DER STANDARD-Kommentar: "Eine deutsche Bankenunion" von Thomas Mayer
(ots) - Respekt für die EU-Finanzminister: Es ist ihnen -
trotz der enormen Widersprüche und Widerstände einzelner Länder -
doch gelungen, das Grundgerüst für eine erste Bankenunion rechtzeitig
zusammenzubasteln. Sie wird vor allem dem Euroraum dienen, das System
der gemeinsamen Währung zu stärken. Als Nächstes muss der
Gesamtvorschlag ins EU-Parlament gehen, das in dieser Frage volles
Mitentscheidungsrecht hat - und auch schon einige substanzielle
Abänderungswünsche vorbrachte. Aber die Chancen stehen gut, dass
Gesetzesbeschlüsse noch vor den Europawahlen im Mai 2014 erfolgen.

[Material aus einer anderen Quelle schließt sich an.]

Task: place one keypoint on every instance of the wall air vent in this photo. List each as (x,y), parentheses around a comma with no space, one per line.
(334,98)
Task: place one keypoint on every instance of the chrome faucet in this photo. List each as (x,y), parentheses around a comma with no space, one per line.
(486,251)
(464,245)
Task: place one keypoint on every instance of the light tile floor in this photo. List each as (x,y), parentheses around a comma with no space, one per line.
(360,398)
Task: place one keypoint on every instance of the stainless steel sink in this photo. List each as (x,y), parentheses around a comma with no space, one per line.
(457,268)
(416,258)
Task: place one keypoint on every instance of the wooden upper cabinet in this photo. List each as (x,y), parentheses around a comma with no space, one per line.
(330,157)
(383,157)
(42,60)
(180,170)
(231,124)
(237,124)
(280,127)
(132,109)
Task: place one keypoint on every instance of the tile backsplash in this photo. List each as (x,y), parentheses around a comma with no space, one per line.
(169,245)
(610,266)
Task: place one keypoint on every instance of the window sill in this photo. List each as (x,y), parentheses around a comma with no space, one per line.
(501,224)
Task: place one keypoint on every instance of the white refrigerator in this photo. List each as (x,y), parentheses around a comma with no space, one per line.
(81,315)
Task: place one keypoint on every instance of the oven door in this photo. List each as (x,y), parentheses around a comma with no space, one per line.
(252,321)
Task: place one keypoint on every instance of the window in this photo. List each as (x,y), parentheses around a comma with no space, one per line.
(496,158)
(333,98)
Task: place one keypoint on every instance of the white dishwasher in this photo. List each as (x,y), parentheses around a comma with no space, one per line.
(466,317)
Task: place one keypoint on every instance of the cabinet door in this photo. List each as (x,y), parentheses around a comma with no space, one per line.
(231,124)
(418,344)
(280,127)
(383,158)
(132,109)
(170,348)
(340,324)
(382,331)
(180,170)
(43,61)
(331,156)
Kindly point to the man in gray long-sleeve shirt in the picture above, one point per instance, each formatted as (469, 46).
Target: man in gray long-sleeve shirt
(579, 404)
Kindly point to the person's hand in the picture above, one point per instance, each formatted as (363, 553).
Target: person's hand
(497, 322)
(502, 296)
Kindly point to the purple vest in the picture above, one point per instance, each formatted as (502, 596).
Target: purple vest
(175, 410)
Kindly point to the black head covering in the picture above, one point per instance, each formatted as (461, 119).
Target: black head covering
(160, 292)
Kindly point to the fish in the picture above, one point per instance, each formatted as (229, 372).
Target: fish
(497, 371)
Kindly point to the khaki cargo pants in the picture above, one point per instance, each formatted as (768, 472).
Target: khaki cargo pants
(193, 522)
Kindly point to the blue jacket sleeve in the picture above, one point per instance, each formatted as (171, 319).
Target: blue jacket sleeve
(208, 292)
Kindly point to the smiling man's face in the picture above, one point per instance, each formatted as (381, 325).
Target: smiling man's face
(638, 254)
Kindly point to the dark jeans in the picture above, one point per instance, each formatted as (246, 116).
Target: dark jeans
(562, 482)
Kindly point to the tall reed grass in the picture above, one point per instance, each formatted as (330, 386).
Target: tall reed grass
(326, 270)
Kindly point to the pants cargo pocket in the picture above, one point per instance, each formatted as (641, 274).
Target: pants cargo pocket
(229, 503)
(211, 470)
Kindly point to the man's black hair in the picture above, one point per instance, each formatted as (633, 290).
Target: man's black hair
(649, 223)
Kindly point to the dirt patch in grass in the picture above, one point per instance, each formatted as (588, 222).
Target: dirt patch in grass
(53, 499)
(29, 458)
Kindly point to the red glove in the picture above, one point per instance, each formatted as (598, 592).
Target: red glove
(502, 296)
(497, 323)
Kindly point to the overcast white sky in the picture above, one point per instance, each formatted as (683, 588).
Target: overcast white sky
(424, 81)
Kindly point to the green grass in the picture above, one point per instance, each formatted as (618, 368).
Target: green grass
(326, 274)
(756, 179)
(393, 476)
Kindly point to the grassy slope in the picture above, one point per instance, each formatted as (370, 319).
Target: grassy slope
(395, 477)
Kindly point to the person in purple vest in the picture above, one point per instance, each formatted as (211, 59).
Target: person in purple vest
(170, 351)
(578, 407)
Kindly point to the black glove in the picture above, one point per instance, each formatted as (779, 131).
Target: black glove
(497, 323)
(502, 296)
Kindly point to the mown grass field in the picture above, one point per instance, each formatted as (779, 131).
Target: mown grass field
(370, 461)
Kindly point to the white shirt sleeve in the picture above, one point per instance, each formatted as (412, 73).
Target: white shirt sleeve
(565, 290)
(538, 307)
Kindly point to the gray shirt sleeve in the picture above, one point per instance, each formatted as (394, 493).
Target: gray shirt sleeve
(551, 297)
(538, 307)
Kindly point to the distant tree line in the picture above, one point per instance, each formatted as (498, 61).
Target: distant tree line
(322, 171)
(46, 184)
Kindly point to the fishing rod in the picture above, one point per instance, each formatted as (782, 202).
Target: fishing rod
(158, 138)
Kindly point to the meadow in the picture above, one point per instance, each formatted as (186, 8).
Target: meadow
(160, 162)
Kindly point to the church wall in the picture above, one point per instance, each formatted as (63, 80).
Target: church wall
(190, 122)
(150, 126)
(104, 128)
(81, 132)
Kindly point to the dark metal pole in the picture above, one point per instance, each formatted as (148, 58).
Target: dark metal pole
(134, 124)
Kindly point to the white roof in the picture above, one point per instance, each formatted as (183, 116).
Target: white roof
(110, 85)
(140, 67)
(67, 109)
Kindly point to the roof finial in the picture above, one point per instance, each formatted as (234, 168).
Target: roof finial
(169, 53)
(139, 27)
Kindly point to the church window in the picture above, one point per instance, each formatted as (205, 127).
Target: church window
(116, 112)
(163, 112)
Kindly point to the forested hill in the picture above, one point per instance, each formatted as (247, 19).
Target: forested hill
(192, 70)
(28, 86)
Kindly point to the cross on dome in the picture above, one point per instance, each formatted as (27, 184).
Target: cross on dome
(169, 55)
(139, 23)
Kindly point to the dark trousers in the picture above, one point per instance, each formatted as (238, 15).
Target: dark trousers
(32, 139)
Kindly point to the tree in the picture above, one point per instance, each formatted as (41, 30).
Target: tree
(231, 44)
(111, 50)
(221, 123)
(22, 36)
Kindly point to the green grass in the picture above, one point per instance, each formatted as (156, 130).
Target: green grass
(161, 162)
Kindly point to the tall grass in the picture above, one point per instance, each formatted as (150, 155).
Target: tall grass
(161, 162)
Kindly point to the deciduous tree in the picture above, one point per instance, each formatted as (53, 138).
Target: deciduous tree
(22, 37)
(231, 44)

Die Bankenunion könnte dann also im Herbst 2014 stehen. Anlass zum
Jubel über einen sprichwörtlichen "historischen Schritt", in den
manche nach zwei durchverhandelten Nächten in Brüssel gleich
ausbrachen, gibt es freilich nicht. Das vereinbarte "System" auf drei
Säulen - Bankenaufsicht unter dem Dach der Europäischen Zentralbank
(EZB), ein Regelwerk zur Abwicklung maroder Institute und schließlich
Einlagensicherung für die Sparer - ist äußerst kompliziert, und es
ist träge im Entscheidungsablauf. Es wird zehn lange Jahre dauern,
bis die gemeinsamen Fonds für Abwicklung und Einlagensicherung
gefüllt sind. Die Mittel dafür müssen die Banken über fixierte
Beiträge selbst aufbringen. Die größte Schwachstelle ist aber eine
politische: Anders als von den gemeinsamen EU-Institutionen, EZB und
der Mehrheit der Mitglieder vorgeschlagen, ist es nicht gelungen, das
Letztentscheidungsrecht über Sein oder Nichtsein einer grenzenlos
tätigen Bank aus nationalem Zugriff zu befreien. Das geht auf
riesigen deutschen Druck zurück. In Berlin traut man den
Gemeinschaftsinstitutionen nicht über den Weg, wenn es darum geht, in
einer Krisensituation eine für alle Länder verbindliche Konsequenz zu
ziehen - zum Beispiel anzuordnen, dass eine Bank zugesperrt werden
muss. So war das im Gesamtbild auch schon bei den Eurohilfen für
Problemstaaten. Das hat verfassungsrechtliche Hintergründe, die im
deutschen Grundgesetz liegen. Aber es geht dabei vor allem ums Geld.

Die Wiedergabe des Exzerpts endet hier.